Viasat and MIT Sloan are calling for a new business aviation connectivity standard centered on passenger Quality of Experience (QoE).
Industry conversations often measure in-flight internet by peak speed. Viasat and researchers at MIT Sloan argue that private aviation operators should instead prioritize business aviation connectivity outcomes that passengers actually feel: reliability, low latency, and successful user tasks. The goal is clearer service guarantees and better onboard experiences for CEOs, teams, and high-value travelers.
Viasat has rolled this idea into a commercial offering: JetXP’s iQe platform. iQe combines analytics and AI to produce a real-time QoE score for private-jet passengers, moving measurement from raw Mbps to metrics tied to user outcomes.
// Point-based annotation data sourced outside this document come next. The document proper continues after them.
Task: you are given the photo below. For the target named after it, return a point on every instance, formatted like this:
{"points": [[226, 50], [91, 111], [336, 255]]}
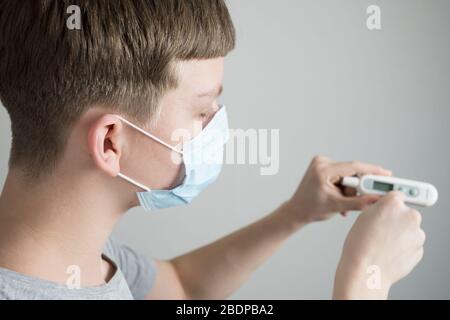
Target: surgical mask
{"points": [[202, 158]]}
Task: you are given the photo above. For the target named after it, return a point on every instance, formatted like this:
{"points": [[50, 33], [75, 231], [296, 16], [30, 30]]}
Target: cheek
{"points": [[151, 164]]}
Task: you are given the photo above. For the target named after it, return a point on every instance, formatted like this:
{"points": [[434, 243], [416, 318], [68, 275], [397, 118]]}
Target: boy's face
{"points": [[189, 108]]}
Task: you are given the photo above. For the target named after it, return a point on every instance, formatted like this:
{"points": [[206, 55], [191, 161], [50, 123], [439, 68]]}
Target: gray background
{"points": [[313, 70]]}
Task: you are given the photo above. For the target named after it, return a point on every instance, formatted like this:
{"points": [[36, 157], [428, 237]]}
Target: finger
{"points": [[356, 203], [349, 192], [345, 169]]}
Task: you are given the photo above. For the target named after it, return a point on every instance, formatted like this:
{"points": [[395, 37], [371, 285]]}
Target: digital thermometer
{"points": [[416, 192]]}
That means tracking dropouts, response times, and whether core tasks—video calls, file transfers, streaming—work end-to-end.
The pitch is pragmatic. For operators and FBOs (fixed-base operators), QoE provides actionable signals instead of chasing headline speeds that rarely reflect in-cabin performance. For vendors and integrators, a QoE-driven approach creates a shared language: reliability percentages, latency bands, and task-success rates instead of isolated throughput numbers.
Viasat’s JetXP iQe highlights how AI and continuous analytics can translate network telemetry into a single passenger-facing score. That score can be used to route traffic, prioritize maintenance, or trigger alerts to inflight IT support. The broader hope—endorsed by MIT Sloan’s analysis—is that industry-wide adoption of QoE metrics will lift overall satisfaction, reduce disputes over service levels, and improve operational efficiency across fleets.